L'Art de la guerre de Sun-Tzu

Comment avoir une attitude victorieuse dans la bataille des affaires ?

Ecrit au Vème siècle avant Jésus-Christ par Sun Tzu, l’ « Art de la guerre » est l’un des plus rares et plus anciens manuscrits qui restent encore à l’étude jusqu’à aujourd’hui.

Ecrit comme une sorte de « guide » pour les dirigeants de l’époque pour  mener leurs conquêtes, cet ouvrage demeure aussi digne d’intérêt dans tous les domaines où il y a « guerre » et « bataille », comme le monde des affaires.

L’attitude victorieuse selon Sun Tzu

Le principe de l’enseignement de Sun Tzu repose sur la « victoire sans combat », c’est-à-dire obliger l’ennemi à capituler et à déposer les armes, voire même à en faire un  allié.

En analogie avec le monde du business, cette philosophie « sun-tzunienne » semble être à l’origine des fusions, des rachats d’entreprise. Au lieu d’essayer de battre un concurrent sur le terrain, une entreprise peut choisir de « l’intégrer » dans sa structure afin de pouvoir contrôler ses actions et – en même temps – de profiter de ses capacités.

En y réfléchissant plus profondément, cette « attitude » est bien digne d’être qualifiée de « victorieuse » parce qu’elle est peut-être la façon la plus intelligente pour mener une bataille. En effet, à quoi sert de se battre à couteaux tirés et encaisser des pertes dans les 2 camps ? A quoi sert de mettre en œuvre des moyens faramineux pour au final constater que ce ne fût qu’un grand coup d’épée dans l’eau et que le concurrent s’en est sorti sans mal ?

Au contraire, arriver à convaincre l’ennemi que bataille ne doit pas avoir lieu est un « résultat stratégique » incomparable. Dans son ouvrage, Sun-Tzu expose des théories pour parvenir à cette fin, des théories qui sont basées sur la ruse, l’espionnage.

L’attitude victorieuse suggérée par Sun-Tzu repose sur la connaissance de l’ennemi et – plus important encore – de soi-même.
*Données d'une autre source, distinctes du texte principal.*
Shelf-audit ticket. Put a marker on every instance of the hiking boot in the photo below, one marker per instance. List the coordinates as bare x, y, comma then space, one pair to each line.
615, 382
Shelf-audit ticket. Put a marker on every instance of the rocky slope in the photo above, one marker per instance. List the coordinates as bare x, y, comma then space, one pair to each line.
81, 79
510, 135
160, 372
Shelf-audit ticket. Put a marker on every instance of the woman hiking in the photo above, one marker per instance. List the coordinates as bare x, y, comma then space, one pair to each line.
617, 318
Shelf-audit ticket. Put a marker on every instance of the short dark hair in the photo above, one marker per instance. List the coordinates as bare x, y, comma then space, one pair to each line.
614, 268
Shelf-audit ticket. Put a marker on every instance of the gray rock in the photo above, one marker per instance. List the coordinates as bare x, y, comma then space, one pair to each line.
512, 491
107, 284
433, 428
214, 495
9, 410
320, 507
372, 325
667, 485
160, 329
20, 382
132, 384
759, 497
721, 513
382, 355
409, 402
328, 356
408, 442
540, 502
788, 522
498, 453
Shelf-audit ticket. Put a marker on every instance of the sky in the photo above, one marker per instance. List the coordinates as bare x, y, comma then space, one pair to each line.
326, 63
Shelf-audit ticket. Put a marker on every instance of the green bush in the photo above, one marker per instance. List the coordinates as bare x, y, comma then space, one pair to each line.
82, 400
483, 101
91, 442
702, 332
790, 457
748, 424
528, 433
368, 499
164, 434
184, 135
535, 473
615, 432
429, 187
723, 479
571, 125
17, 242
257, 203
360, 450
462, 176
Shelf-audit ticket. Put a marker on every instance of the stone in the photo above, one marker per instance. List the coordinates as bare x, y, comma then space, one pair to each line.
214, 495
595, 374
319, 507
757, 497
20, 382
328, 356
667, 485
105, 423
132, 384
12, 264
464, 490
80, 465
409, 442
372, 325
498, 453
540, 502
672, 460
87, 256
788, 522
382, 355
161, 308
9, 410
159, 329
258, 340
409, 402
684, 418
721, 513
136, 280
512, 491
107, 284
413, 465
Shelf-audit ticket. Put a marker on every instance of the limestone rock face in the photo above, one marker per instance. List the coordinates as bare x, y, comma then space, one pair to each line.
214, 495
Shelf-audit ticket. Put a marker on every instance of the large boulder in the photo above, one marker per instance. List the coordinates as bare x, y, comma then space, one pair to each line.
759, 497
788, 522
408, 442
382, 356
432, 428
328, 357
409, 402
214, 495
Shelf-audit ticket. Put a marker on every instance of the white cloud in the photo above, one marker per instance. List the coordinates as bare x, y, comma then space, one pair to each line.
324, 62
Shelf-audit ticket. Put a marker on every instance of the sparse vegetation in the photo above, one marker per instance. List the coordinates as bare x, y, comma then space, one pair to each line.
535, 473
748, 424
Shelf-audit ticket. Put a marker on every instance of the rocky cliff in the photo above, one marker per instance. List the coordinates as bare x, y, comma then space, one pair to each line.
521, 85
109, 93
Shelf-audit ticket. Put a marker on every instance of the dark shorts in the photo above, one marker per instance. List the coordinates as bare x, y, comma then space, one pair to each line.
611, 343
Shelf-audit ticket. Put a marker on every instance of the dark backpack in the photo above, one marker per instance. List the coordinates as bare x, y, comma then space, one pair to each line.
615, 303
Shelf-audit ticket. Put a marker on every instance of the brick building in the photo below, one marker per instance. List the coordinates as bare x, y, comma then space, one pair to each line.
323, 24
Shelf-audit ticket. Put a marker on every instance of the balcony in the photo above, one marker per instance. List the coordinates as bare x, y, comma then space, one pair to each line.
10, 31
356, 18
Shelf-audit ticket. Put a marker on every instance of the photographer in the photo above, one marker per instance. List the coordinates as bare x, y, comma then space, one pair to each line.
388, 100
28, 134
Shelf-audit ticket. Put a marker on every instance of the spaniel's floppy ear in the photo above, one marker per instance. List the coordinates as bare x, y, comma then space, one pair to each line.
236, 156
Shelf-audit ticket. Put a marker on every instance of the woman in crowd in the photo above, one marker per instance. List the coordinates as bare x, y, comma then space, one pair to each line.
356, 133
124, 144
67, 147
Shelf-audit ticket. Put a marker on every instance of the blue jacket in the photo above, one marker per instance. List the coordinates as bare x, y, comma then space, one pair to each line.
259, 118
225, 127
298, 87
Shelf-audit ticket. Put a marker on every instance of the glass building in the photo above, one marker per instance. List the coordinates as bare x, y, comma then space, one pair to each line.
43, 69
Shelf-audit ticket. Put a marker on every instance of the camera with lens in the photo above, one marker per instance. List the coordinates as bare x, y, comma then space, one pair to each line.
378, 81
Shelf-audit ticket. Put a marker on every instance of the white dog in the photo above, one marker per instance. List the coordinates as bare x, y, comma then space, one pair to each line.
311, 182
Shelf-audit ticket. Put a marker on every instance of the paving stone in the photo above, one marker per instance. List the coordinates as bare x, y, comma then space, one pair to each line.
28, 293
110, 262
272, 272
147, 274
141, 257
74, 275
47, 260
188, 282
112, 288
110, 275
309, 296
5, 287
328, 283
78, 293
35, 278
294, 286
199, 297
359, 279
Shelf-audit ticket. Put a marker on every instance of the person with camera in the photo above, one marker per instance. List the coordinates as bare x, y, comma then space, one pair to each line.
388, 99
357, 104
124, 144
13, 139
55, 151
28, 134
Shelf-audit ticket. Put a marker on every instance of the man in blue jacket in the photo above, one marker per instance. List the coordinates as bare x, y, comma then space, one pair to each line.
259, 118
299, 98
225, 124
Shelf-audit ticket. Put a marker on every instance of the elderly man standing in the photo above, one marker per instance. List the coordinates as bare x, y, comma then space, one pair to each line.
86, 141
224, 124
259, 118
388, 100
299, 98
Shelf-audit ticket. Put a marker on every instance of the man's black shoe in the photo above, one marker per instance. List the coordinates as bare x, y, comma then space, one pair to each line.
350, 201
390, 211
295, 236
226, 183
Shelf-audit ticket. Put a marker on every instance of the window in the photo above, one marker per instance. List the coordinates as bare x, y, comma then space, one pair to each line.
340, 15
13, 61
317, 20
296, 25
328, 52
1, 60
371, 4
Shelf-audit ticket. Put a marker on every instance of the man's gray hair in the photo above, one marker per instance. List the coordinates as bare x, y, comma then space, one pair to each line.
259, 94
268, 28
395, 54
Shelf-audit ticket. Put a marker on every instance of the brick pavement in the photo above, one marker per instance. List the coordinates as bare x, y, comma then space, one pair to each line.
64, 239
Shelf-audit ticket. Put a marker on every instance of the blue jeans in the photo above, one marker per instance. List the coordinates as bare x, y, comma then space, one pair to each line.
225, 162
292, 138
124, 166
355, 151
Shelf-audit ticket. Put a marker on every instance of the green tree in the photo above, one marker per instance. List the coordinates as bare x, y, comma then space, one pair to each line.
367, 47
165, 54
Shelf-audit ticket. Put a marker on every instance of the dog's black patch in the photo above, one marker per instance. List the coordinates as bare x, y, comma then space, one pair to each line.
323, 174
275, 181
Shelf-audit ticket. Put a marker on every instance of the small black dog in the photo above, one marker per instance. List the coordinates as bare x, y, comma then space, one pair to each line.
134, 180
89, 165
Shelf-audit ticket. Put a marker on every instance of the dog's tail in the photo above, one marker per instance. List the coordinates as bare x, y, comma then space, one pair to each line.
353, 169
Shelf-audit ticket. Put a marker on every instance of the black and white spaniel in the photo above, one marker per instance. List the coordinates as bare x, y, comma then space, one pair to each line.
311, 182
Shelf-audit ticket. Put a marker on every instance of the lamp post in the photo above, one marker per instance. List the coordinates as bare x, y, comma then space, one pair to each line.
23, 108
Il s’agit de s’adapter à la stratégie de l’ennemi (ou du concurrent), de connaître quelles sont ses aspirations, jusqu’où il peut et est prêt à aller dans la bataille, quelles sont les concessions qu’il peut accepter de faire.

C’est en connaissance de ces données que – selon l’ouvrage de Sun-Tzu – le stratège doit élaborer son « plan de bataille ». Mais plus important encore, le stratège doit se connaître lui-même, doit connaître jusqu’où ses forces et ses capacités peuvent le mener et finalement doit être conscient de ses faiblesses – avant même de connaître les faiblesses de l’adversaire.

L’idée véhiculée par Sun-Tzu est que « une victoire ne peut en être une en présence d’une dévastation totale » et on ne peut qu’être d’accord sur cette philosophie. Justement, à quoi peut bien servir un ennemi réduit en cendres ? et quel bénéfice peut-on tirer d’une bataille victorieuse où la moitié des troupes a été décimée ? Seul un résultat sans gaspillage et sans pertes de moyens peut être qualifié de « victoire intelligente » et la bonne « attitude victorieuse » est celle qui recherche incessamment ce type de victoire.